The WSJ suggests that one possibility is that Chinese e-commerce giant Alibaba may buy back Yahoo’s stake, which is valued at more than $10 billion, in conjunction with a possible deal. That would allow a suitor to buy Yahoo for much less than its current $20 billion-plus market value. In the past, Alibaba itself has been mentioned as a possible candidate to buy all of Yahoo, possibly with another party.
Talk of an offer will put pressure on CEO Carol Bartz to do something to turn around Yahoo’s flagging stock price, including possibly selling the Alibaba stake or offloading the company’s investment in Yahoo Japan. Swisher says Yahoo could possibly also go ahead and buy Groupon, a company she has reported that the company is interested in.

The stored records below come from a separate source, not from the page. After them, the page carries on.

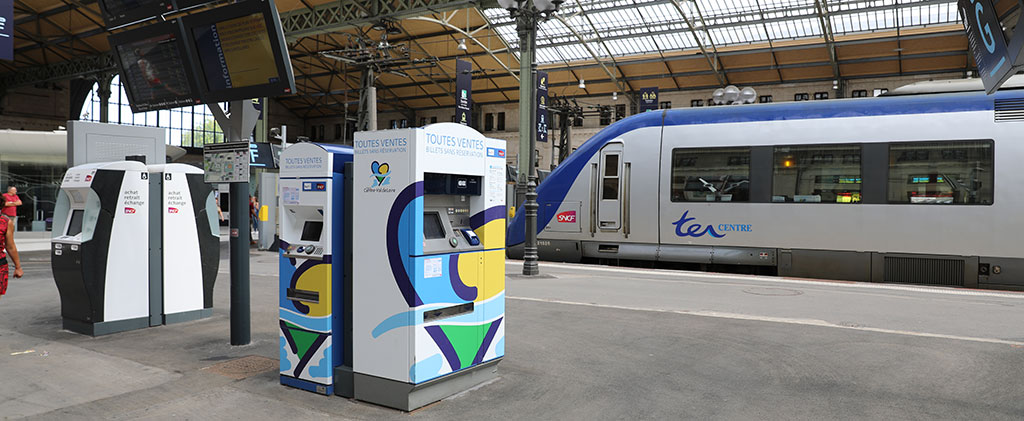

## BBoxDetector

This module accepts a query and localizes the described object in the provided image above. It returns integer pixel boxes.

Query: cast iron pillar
[517,12,540,276]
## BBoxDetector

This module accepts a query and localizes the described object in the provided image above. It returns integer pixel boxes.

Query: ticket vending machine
[278,143,352,395]
[51,161,151,336]
[351,123,506,410]
[148,164,220,325]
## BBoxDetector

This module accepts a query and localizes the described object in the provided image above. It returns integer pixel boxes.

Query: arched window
[80,75,226,147]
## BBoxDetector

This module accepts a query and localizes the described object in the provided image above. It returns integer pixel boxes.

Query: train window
[670,147,751,202]
[602,154,619,200]
[773,144,862,203]
[690,99,704,107]
[615,104,626,120]
[887,140,993,205]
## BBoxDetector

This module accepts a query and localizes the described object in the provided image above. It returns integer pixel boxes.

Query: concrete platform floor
[2,250,1024,419]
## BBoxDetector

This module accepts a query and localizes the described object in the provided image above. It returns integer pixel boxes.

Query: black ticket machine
[52,161,151,336]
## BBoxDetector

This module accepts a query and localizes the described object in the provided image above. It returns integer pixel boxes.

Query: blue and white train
[508,78,1024,290]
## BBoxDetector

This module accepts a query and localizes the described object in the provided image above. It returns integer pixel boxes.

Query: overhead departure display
[109,20,200,113]
[98,0,174,29]
[183,0,295,103]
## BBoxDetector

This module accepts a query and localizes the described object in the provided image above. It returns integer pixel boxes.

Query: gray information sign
[203,142,250,183]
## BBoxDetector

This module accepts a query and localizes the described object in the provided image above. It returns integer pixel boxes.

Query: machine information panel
[203,142,250,183]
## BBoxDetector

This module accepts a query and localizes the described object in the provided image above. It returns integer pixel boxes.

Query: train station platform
[2,251,1023,419]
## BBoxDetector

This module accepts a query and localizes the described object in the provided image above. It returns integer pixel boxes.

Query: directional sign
[959,0,1024,93]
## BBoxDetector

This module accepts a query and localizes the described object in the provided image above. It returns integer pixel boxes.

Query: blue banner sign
[455,59,472,126]
[0,0,11,61]
[639,87,659,112]
[537,70,548,143]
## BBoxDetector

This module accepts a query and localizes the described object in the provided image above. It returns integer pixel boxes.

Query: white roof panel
[484,0,960,64]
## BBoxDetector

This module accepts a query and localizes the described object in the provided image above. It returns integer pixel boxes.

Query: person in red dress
[0,215,24,299]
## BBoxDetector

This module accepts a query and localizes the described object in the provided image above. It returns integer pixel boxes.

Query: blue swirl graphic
[672,210,725,238]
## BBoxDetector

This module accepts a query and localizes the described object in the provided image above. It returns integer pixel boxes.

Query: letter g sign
[974,0,997,53]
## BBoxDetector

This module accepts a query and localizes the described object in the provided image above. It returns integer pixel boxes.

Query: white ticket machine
[351,123,506,410]
[148,164,220,325]
[51,161,151,336]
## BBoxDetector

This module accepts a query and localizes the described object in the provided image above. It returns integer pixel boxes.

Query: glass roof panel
[483,0,960,65]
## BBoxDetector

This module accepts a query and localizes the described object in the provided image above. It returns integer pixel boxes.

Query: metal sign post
[204,99,259,346]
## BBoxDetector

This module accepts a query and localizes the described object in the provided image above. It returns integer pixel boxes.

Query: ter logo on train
[671,210,752,238]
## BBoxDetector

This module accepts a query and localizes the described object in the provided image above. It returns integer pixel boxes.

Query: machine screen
[423,212,446,239]
[300,221,323,241]
[67,210,85,236]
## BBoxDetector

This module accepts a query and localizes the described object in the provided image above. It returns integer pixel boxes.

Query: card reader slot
[423,302,474,322]
[287,288,320,304]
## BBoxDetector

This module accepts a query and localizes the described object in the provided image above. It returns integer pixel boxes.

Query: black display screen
[423,213,446,239]
[300,221,323,242]
[423,173,482,196]
[110,20,198,112]
[183,0,296,103]
[67,210,85,237]
[99,0,173,28]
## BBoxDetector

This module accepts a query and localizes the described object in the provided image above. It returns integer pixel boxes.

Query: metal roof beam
[815,0,841,81]
[524,0,954,52]
[284,49,966,109]
[0,25,961,91]
[293,27,963,83]
[280,0,481,40]
[296,66,967,116]
[552,12,630,96]
[14,0,96,25]
[410,15,519,81]
[490,0,953,30]
[668,0,726,86]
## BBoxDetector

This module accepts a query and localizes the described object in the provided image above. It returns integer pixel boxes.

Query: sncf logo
[124,207,137,214]
[556,211,576,223]
[167,207,179,214]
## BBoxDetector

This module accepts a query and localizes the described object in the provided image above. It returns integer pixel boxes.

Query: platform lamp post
[497,0,561,276]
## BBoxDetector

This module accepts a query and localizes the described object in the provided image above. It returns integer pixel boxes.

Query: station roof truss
[1,0,1005,119]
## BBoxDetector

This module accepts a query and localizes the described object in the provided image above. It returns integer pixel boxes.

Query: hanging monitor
[108,19,201,113]
[182,0,296,103]
[98,0,174,29]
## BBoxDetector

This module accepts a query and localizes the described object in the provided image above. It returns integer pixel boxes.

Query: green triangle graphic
[284,322,322,359]
[439,324,486,369]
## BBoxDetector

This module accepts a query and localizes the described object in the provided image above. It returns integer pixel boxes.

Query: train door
[597,143,623,231]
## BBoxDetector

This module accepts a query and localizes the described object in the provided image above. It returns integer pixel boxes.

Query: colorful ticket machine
[278,142,352,395]
[51,161,151,336]
[147,164,220,325]
[351,123,506,410]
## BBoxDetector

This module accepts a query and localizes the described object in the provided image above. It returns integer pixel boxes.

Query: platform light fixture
[612,92,618,101]
[579,79,586,89]
[457,39,468,51]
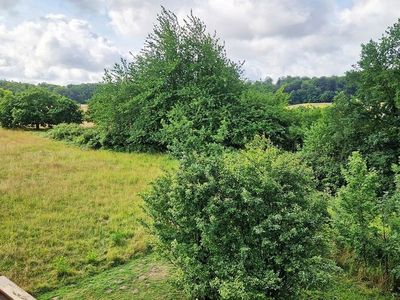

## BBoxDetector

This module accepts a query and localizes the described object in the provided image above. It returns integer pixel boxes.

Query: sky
[0,0,399,85]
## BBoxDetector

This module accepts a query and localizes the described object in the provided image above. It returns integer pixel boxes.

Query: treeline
[250,75,354,104]
[0,80,99,103]
[0,76,351,106]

That, at least, would provide a distraction.
It’s worth noting that in the past Bartz has said that the company would “absolutely” entertain buyout bids as long as they were at the “right price” and has said that if she had been CEO when Microsoft (NSDQ: MSFT) made its $33 a bid she would have sold. That’s not exactly a surprise, of course. The company’s stock price is trading at $16.87 — even after today’s jumps. Swisher floats $20 as a possible price for a deal. Over at BusinessInsider, Henry Blodget says he thinks Yahoo will “fiercely resist” any initial offers but expects shareholders to pressure management to give in.
— David adds: Yahoo and AOL attempted to merge once before, when the former was being run by Jerry Yang and the latter was under Time Warner (NYSE: TWX). The talks collapsed when Jerry Yang was ousted and Carol Bartz came in, sources told us. Under the terms of that previous deal, Time Warner would have taken a small stake in Yahoo (NSDQ: YHOO). Aside from the change in leadership, the talks didn’t go very far because the at the time, simply because the two sides didn’t think they’d see much benefit despite the combined scale of their display offerings, since both sides individually had tremendous reach on their own.

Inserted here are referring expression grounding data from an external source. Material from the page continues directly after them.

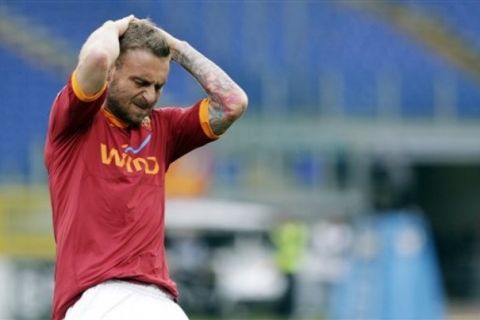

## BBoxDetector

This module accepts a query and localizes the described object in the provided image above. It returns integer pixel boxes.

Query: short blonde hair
[117,19,170,65]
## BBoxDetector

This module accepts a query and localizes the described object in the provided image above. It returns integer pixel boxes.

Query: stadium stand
[1,0,480,181]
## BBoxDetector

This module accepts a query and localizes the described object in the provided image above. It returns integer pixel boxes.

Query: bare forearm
[171,40,248,134]
[76,16,133,95]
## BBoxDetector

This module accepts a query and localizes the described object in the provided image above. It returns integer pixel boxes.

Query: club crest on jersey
[100,143,159,175]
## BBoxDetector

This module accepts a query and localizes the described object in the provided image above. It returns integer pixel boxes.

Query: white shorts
[64,280,189,320]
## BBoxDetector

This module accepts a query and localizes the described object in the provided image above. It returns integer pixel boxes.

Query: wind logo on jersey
[100,143,159,175]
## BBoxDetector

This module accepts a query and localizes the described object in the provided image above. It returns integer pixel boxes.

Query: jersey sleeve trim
[71,70,108,102]
[199,98,220,140]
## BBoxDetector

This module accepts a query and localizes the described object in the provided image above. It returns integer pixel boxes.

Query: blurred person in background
[272,218,309,318]
[44,16,247,320]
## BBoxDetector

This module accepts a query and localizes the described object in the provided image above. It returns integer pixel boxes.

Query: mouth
[132,103,154,118]
[134,102,150,111]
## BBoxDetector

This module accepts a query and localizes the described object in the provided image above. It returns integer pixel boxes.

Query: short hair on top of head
[118,18,170,63]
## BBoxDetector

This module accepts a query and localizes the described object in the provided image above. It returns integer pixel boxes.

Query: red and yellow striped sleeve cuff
[71,70,107,102]
[199,98,220,140]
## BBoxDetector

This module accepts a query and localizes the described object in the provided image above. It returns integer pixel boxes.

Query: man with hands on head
[44,15,247,320]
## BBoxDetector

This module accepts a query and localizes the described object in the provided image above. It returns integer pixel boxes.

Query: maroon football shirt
[45,73,217,320]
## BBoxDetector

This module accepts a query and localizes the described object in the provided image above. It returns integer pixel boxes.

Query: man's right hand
[111,15,135,37]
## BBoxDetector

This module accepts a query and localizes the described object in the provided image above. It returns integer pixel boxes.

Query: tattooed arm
[160,30,248,135]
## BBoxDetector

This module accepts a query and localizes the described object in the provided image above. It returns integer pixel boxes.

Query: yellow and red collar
[101,107,152,130]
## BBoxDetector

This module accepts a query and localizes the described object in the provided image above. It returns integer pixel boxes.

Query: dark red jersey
[44,73,217,320]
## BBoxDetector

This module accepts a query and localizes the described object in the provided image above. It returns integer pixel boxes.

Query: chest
[81,116,167,184]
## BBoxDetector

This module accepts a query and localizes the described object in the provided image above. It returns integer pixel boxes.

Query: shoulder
[153,100,205,118]
[151,106,193,122]
[151,107,176,121]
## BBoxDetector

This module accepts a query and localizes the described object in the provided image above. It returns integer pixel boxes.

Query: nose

But AOL’s fortunes have certainly changed since the split from Time Warner. While Yahoo’s display revenues have risen, AOL’s display dollars have continued to decline as the company has been reforming its sales force and ad strategy. At this point, observers believe Yahoo’s much more robust targeting abilities would provide a significant boost to AOL’s Advertising.com, its primary display sales unit.

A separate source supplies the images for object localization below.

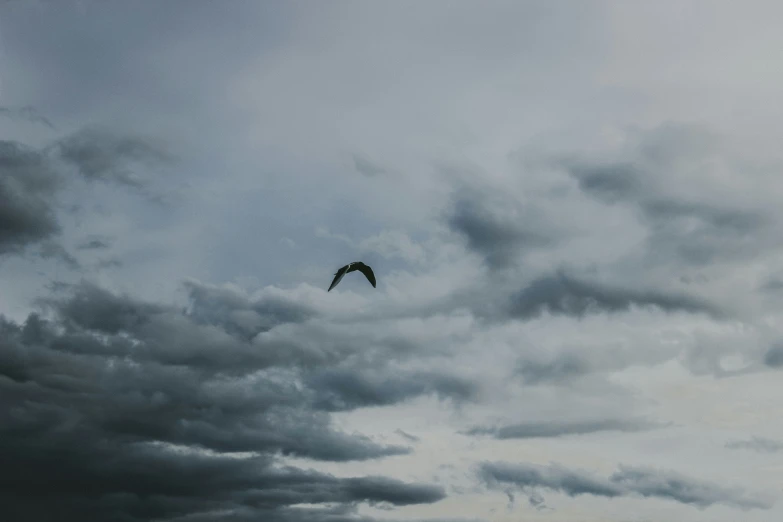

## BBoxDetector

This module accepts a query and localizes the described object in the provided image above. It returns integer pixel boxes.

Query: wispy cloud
[726,436,783,454]
[480,461,772,511]
[507,270,723,320]
[465,418,665,440]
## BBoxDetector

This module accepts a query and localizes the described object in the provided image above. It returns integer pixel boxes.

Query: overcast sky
[2,1,783,521]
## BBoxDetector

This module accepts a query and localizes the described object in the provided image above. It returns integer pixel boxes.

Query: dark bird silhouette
[328,261,376,292]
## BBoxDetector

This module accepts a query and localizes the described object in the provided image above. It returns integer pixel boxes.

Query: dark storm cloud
[0,439,440,522]
[159,507,484,522]
[726,436,783,454]
[1,309,408,463]
[507,270,721,320]
[479,461,771,511]
[560,125,772,266]
[0,281,458,521]
[446,190,558,270]
[465,418,663,439]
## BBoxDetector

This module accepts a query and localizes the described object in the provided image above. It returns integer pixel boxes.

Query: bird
[328,261,376,292]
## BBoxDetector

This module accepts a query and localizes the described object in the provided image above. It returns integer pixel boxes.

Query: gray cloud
[560,124,773,267]
[446,188,559,270]
[726,436,783,454]
[761,278,783,292]
[37,241,80,270]
[0,140,62,253]
[513,353,591,385]
[395,429,420,443]
[0,105,56,129]
[76,236,112,250]
[507,270,721,320]
[764,344,783,368]
[0,280,465,520]
[352,154,386,177]
[1,127,173,260]
[183,280,316,341]
[50,281,168,334]
[39,282,347,375]
[568,161,644,203]
[0,441,441,522]
[479,461,771,511]
[53,126,174,188]
[5,3,783,521]
[96,258,123,269]
[306,367,477,412]
[466,418,663,440]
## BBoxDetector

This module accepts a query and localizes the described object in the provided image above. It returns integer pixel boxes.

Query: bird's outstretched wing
[328,264,350,292]
[353,262,376,288]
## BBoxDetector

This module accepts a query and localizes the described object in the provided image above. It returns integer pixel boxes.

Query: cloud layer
[480,461,771,511]
[2,2,783,521]
[0,281,453,521]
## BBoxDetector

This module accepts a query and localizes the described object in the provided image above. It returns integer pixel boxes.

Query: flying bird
[328,261,376,292]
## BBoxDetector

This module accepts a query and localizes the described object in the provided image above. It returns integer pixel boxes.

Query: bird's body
[328,261,376,292]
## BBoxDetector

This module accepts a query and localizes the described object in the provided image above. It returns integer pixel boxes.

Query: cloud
[479,461,771,511]
[5,4,783,521]
[726,436,783,454]
[507,270,721,320]
[52,126,174,188]
[76,236,112,250]
[183,280,316,341]
[0,105,56,129]
[512,353,591,385]
[559,124,774,267]
[761,278,783,292]
[358,230,427,264]
[480,461,624,500]
[445,188,559,270]
[0,280,461,520]
[0,140,62,253]
[39,282,325,375]
[306,367,477,412]
[49,280,168,334]
[465,418,663,439]
[763,344,783,368]
[96,258,123,269]
[395,429,420,443]
[0,127,173,259]
[0,441,441,522]
[37,241,80,270]
[352,154,386,177]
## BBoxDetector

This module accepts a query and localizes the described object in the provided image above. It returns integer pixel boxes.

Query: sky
[1,1,783,521]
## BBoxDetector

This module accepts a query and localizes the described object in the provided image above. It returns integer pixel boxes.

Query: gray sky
[2,1,783,521]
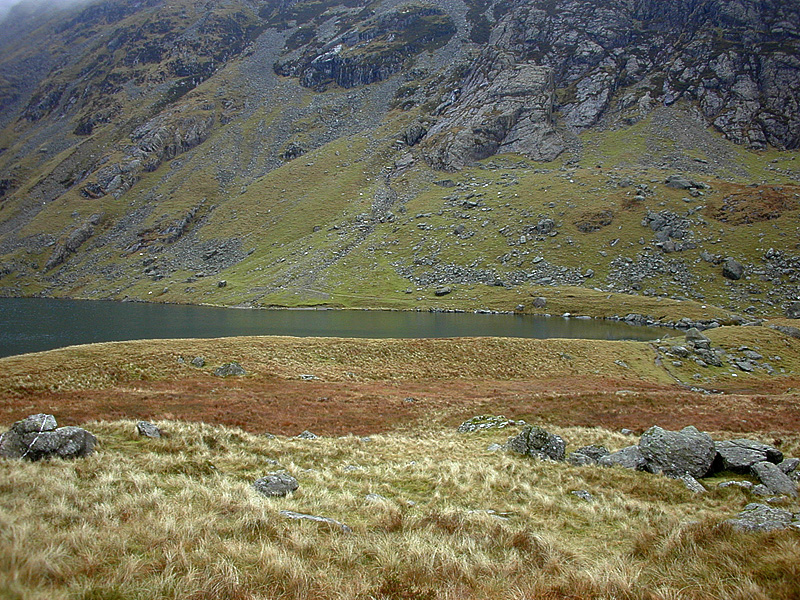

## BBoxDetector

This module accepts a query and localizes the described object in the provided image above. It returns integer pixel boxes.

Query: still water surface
[0,297,660,358]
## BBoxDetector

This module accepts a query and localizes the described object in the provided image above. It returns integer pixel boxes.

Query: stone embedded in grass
[724,503,799,532]
[598,445,649,471]
[295,430,319,440]
[751,461,798,498]
[280,510,351,533]
[639,425,716,478]
[678,474,707,494]
[0,414,96,461]
[457,415,524,433]
[190,356,205,368]
[567,445,610,466]
[504,426,565,461]
[214,362,246,377]
[434,286,452,296]
[136,421,161,439]
[253,472,299,498]
[571,490,594,502]
[712,439,783,473]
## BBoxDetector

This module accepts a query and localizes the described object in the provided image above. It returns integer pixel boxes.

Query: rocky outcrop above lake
[422,53,563,171]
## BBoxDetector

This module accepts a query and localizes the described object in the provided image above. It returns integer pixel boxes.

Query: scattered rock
[136,421,161,439]
[722,257,744,281]
[751,461,798,497]
[598,445,649,471]
[718,480,754,490]
[713,439,783,473]
[280,510,352,533]
[567,445,610,466]
[190,356,205,368]
[0,414,96,460]
[679,474,707,494]
[296,430,319,440]
[639,425,716,478]
[253,472,299,498]
[457,415,524,433]
[505,426,565,461]
[214,362,246,377]
[571,490,594,502]
[434,286,452,296]
[724,503,798,532]
[532,297,547,308]
[786,301,800,319]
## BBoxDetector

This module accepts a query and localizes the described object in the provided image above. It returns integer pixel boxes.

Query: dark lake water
[0,297,661,358]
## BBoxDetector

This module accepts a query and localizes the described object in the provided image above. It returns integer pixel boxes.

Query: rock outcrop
[275,5,455,91]
[713,439,784,473]
[639,425,716,478]
[422,53,563,171]
[724,503,800,532]
[0,414,96,460]
[505,426,566,461]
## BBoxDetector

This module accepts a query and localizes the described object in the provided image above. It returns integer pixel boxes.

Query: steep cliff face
[415,0,800,169]
[274,4,456,90]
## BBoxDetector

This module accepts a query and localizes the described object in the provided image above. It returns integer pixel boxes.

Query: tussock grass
[1,420,799,599]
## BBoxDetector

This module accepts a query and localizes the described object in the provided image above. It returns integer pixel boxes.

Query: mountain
[0,0,798,317]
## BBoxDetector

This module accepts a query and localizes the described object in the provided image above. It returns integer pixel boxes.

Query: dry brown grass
[1,421,798,600]
[1,331,799,598]
[1,331,799,436]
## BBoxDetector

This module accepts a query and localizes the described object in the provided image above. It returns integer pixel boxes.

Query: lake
[0,297,661,358]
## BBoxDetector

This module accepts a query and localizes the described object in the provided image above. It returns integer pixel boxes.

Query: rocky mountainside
[0,0,798,316]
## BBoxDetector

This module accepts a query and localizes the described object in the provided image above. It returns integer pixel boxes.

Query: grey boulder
[598,445,649,471]
[253,472,299,497]
[724,503,798,532]
[0,415,96,461]
[136,421,161,439]
[214,362,246,377]
[751,461,798,497]
[713,439,783,473]
[722,257,744,281]
[505,426,565,461]
[639,425,716,478]
[567,445,610,466]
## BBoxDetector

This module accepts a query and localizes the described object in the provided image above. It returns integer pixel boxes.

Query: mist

Although AOL’s $100 million cap on acquisitions has been lifted recently, it still can’t afford to put up more than a token amount for an acquisition of Yahoo, which has a $20 billion market cap. Some observers think that Armstrong would like to run Yahoo with backing from private equity firms, who feel that the combination of AOL’s and Yahoo’s assets would produce success where the two companies have struggled separately.
Still, most observers I’ve spoken to think this news is just a trial balloon on the part of shareholders who want to see drastic, rapid change at Yahoo and believe that the threat of a takeover could provide a positive shock to the company’s executive system. But stranger things have happened, and no one is willing to say the rumors are not without merit.